I think of the ultimate conclusion of this as the "Star Trek" fantasy. Once all material problems are finally fixed on earth, and we somehow overcome human sins through the magical equation of technology + education, we can endlessly travel the galaxy for eternity fixing more material problems and pursuing pleasurable distractions.

SFG said...

Pretty much.

My personal view (which I will mention because it is apropos) is that of the atheist modernist--however, as this does lead to despair, I do NOT try to sway religious people out of their faith. I think life is better with religion; I have no wish to deprive dying people of their hope, for it is cruel, and have no wish to convince people there is no hell, for they lose a stimulus not to kill, steal, rape, etc.

Religion is an evolved human adaptation and aids prosocial behavior, social networking, and other things. For more intellectual sorts such as yourselves, it leads to a more natural and fitting conception of the Good. Its loss is generally detrimental over the long term.

It is, in my opinion, like one of those Lovecraft stories--to know the truth of the universe leads to madness and despair, so it should not be sought.

It is interesting, in that you do NOT believe this--you believe in God and Christ (and may you always!).

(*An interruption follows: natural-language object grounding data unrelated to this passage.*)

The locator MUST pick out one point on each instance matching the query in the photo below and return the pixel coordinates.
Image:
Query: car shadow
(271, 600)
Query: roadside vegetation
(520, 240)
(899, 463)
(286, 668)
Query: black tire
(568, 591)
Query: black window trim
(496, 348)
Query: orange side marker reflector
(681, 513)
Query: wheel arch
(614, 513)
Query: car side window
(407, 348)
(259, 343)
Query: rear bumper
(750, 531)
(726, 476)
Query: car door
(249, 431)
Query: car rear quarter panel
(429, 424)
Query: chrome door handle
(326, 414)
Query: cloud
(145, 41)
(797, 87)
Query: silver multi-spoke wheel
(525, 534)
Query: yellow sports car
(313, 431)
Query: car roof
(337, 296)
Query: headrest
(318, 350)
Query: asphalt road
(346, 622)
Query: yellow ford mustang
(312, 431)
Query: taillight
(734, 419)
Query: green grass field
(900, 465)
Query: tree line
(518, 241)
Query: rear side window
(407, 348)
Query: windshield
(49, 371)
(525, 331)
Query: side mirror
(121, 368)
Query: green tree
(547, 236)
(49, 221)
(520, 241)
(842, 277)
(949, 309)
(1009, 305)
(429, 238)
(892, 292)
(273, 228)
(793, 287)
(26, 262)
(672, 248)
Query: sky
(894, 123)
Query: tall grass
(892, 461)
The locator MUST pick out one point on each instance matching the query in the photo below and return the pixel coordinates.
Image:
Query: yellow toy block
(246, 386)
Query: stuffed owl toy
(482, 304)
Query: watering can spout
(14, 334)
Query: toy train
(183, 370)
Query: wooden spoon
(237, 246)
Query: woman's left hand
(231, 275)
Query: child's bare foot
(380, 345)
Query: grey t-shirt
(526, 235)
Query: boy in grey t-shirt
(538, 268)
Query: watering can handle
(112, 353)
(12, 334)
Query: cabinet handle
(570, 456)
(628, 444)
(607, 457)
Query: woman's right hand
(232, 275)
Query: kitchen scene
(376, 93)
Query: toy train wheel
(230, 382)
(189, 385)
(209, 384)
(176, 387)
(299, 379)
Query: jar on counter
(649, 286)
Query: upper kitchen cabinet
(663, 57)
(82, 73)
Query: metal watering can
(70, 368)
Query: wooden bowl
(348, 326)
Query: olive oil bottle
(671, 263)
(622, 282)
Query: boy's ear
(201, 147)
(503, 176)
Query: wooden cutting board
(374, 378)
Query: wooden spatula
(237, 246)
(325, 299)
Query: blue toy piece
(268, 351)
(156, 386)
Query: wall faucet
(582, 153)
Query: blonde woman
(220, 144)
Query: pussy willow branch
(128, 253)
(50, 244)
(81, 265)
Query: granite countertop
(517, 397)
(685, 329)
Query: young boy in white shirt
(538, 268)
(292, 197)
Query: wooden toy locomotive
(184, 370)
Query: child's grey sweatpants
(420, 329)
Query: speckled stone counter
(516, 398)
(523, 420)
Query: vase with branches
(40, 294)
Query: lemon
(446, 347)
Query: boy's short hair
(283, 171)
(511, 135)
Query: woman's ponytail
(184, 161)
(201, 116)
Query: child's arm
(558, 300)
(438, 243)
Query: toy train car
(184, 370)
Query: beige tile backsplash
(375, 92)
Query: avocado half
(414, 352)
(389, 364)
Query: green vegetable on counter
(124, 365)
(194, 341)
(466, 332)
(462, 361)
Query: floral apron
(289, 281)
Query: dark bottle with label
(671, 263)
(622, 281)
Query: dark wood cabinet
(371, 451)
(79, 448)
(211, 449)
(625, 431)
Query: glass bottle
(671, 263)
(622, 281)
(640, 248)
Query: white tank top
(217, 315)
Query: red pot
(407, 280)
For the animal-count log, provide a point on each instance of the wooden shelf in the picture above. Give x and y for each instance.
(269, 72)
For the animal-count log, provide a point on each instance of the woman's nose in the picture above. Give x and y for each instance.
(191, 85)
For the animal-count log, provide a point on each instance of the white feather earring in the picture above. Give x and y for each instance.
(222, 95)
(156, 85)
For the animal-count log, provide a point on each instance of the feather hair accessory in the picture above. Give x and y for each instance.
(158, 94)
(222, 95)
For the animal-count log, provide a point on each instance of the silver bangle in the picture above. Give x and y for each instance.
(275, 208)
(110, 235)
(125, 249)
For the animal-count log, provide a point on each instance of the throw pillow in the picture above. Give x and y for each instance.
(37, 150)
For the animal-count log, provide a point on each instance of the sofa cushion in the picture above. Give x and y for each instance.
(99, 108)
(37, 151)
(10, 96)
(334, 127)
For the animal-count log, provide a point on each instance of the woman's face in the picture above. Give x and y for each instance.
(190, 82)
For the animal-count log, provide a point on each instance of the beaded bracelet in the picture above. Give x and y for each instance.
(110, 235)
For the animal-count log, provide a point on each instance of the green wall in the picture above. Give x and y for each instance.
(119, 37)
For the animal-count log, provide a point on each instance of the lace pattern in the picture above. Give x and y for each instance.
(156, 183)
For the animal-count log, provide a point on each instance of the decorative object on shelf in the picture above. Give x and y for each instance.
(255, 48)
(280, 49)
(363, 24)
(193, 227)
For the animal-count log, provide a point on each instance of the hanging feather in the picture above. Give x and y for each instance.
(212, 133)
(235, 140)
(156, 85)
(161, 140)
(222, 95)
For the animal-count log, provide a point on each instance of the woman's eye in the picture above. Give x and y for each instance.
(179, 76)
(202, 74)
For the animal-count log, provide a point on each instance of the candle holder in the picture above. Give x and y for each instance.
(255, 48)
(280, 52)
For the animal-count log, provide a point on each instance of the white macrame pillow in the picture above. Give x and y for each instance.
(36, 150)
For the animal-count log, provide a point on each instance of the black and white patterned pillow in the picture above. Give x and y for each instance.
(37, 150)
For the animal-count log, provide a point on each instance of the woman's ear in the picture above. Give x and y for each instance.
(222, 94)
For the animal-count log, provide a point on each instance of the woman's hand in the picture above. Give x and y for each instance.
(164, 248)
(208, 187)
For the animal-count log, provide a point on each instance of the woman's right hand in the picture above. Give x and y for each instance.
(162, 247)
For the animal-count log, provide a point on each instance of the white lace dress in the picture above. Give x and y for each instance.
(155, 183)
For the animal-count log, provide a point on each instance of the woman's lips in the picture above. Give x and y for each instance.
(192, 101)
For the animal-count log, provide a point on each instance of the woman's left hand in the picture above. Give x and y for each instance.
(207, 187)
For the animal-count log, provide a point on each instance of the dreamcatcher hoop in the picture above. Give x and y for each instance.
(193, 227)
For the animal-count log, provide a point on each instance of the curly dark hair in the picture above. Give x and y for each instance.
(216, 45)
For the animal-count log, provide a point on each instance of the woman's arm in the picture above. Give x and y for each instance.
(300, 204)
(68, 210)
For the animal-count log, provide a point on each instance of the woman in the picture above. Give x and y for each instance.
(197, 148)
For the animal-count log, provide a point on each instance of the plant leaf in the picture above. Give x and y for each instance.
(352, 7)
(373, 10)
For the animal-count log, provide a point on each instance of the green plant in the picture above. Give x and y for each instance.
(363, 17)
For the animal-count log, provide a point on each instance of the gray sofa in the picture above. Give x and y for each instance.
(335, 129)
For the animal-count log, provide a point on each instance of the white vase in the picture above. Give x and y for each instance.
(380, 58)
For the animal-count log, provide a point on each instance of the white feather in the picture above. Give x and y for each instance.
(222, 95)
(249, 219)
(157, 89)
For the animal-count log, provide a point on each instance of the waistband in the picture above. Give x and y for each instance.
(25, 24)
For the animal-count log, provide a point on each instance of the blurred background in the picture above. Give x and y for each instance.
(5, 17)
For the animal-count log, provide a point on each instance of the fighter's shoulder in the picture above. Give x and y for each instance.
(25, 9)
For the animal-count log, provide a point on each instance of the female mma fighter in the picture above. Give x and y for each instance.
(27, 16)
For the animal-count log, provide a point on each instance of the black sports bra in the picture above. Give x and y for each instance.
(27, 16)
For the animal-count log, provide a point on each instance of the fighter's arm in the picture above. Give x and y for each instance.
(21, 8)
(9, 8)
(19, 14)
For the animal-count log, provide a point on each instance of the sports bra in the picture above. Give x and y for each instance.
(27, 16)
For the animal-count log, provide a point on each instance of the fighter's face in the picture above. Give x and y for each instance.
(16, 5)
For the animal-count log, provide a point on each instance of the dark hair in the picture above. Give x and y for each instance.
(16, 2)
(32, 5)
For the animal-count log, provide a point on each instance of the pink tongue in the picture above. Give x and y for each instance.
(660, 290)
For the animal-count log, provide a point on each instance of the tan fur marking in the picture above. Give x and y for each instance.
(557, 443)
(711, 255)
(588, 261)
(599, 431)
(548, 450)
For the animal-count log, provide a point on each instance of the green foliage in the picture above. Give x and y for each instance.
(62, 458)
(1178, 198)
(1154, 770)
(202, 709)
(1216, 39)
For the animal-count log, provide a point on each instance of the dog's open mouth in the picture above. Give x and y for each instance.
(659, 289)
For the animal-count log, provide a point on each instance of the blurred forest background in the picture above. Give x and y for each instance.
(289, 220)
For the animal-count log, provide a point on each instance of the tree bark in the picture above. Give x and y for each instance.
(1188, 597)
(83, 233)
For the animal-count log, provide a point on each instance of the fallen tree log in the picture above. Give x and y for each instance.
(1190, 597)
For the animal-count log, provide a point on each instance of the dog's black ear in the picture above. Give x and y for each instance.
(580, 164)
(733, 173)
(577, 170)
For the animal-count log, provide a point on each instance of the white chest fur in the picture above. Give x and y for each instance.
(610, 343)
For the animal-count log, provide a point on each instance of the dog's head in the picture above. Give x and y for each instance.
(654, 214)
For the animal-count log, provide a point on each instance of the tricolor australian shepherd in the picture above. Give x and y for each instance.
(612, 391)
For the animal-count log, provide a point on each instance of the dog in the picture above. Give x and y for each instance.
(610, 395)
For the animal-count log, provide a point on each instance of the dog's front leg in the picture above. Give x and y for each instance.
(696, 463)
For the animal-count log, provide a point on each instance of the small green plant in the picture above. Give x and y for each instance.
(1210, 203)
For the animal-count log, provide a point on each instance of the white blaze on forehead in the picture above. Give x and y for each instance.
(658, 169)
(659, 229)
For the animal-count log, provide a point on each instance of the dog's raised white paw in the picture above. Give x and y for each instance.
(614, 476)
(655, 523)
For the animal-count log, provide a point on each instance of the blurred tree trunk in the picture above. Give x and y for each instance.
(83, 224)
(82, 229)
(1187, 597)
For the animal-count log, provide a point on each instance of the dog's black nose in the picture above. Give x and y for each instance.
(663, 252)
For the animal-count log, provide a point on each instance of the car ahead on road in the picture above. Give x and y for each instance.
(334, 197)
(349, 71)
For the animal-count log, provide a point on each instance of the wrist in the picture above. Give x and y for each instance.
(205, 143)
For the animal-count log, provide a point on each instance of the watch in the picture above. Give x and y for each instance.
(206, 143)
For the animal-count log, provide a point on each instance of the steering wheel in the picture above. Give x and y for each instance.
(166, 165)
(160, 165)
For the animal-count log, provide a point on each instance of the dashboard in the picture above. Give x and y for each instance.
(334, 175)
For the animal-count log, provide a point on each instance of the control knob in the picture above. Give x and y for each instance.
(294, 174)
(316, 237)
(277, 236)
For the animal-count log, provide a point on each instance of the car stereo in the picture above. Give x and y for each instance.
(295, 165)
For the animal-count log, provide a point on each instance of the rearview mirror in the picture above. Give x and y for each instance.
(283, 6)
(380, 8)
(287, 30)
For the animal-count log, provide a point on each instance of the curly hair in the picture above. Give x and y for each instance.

Yet I agree with you, and not my atheist rationalist liberal friends, about the ultimate *effects* of religiosity, even if I agree with them about the ultimate *truth*. It would be very nice to believe in God, I just see no evidence for it, and can't really *believe* in it as such.

But that is perhaps a defect of faith--I wasn't raised religious (mixed marriage), and in fact was a proud atheist modernist in my youth, before on reflection I realized religion had many good points. The flesh is willing, but the spirit is weak? ;)

alexi de sadesky said...


Thank you. That helps quite a bit.

Bruce Charlton said...

@SFG - The place you are is the place I came from:

For me, as both a psychiatry scholar and an evolutionary scholar, a key recognition was the implausibility that a gross delusion (which is what religion is perceived to be, under the schema you describe) would be functional.

That goes against everything I knew from science, and - after brooding a while - shook me out of that explanatory scheme; and made me challenge my assumption that divine revelation was nonsense.

Rodney Stark's Discovering God made this clearer - he looks at the history of religion from the perspective that divine revelation can and does happen (instead of assuming that it can always be explained-away) - and trying to sort out real and false revelations (i.e. real revelations from the products of insanity and human deception).

Consequently my conversion was multi-stage, and initially very 'rational'.

*After* I had converted - and over a period of months, and continuing - I became open to psychological confirmations such as experiencing everyday-personal miracles and a experiences of a deep sense of the reality of God and Jesus Christ.

alexi de sadesky said...

Thanks for your reassuring words, Samson.